Dit recept komt uit het Tilburgs Kookbuukske (ISBN 90-71840-33-6) uit 1997. Een boekje opgedragen aan alle Tilburgse vrouwen die elke dag weer van weinig een goede maaltijd op tafel wisten te brengen en zo de Tilburgers groot hebben gebracht.
Het recept dat ik plaats is er niet echt één dat uit armoede is ontstaan. Het bijzondere is dat er Tilburgse ingrediënten in zitten die overigens zonder enkele moeite vervangen kunnen worden door iedere niet inheemse variant. Door de aanwezigheid van dit bier en deze mosterd doet het mij nog het meest denken aan stoofvlees uit het nabijgelegen Vlaanderen. Zeker de moeite van het maken waard.

Ingrediënten
800-1000 gr sucadelappen
100 gr reuzel (ik gebruikte geklaarde boter)

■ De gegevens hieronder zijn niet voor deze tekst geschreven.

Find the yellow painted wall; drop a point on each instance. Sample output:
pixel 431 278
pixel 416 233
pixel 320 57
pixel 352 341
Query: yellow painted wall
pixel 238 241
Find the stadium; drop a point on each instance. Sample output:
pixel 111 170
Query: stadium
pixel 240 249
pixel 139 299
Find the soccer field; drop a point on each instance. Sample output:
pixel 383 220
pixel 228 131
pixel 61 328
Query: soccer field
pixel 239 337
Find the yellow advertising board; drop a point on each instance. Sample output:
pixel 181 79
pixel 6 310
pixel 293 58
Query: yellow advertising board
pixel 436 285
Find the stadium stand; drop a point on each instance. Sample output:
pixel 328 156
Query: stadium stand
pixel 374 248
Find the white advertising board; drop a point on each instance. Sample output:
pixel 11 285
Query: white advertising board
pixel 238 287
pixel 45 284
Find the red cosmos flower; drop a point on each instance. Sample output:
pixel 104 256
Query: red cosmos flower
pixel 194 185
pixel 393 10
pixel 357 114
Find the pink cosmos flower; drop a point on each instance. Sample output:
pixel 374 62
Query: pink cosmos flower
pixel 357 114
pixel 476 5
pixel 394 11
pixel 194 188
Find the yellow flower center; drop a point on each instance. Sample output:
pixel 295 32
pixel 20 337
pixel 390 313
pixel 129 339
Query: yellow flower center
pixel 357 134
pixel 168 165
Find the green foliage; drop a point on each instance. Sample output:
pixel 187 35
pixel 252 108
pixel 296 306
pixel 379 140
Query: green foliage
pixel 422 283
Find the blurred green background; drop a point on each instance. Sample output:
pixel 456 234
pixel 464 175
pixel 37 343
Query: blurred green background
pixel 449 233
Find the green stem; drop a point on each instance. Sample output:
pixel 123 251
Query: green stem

peper, zout, grove mosterd (Mosterd van het Tilburgs mosterdmènneke)
2 uien
15 gr bloem
4 el azijn
1 flesje dubbele trappist (La Trappe)
1 citroen
1 laurierblad
3 kruidnagels
3 el gehakte peterselie
2 el gehakte kervel
Bereiding
De sucadelappen bestrooien met peper en zout en insmeren met wat grove mosterd. Minstens 15 minuten laten intrekken. De reuzel of geklaarde boter in een braadpan goed heet maken en de lapjes daarin bruin aanbraden. De lapjes uit de pan nemen en in het resterende vet de in halve ringen gesneden ui aanbraden. Strooi de bloem over de uien, laat even garen en blus dan af met het trappistenbier, het sap van de citroen en de lepels azijn. Voeg ook de laurier en de kruidnagels toe. Leg het vlees terug in deze licht gebonden saus. Gaar ze zo’n anderhalf uur tot ze gaar zijn. Serveer op een schaal of bord, schep er wat van de saus over en strooi er peterselie en kervel overheen. Serveer bijvoorbeeld met aardappelpuree en erwtjes.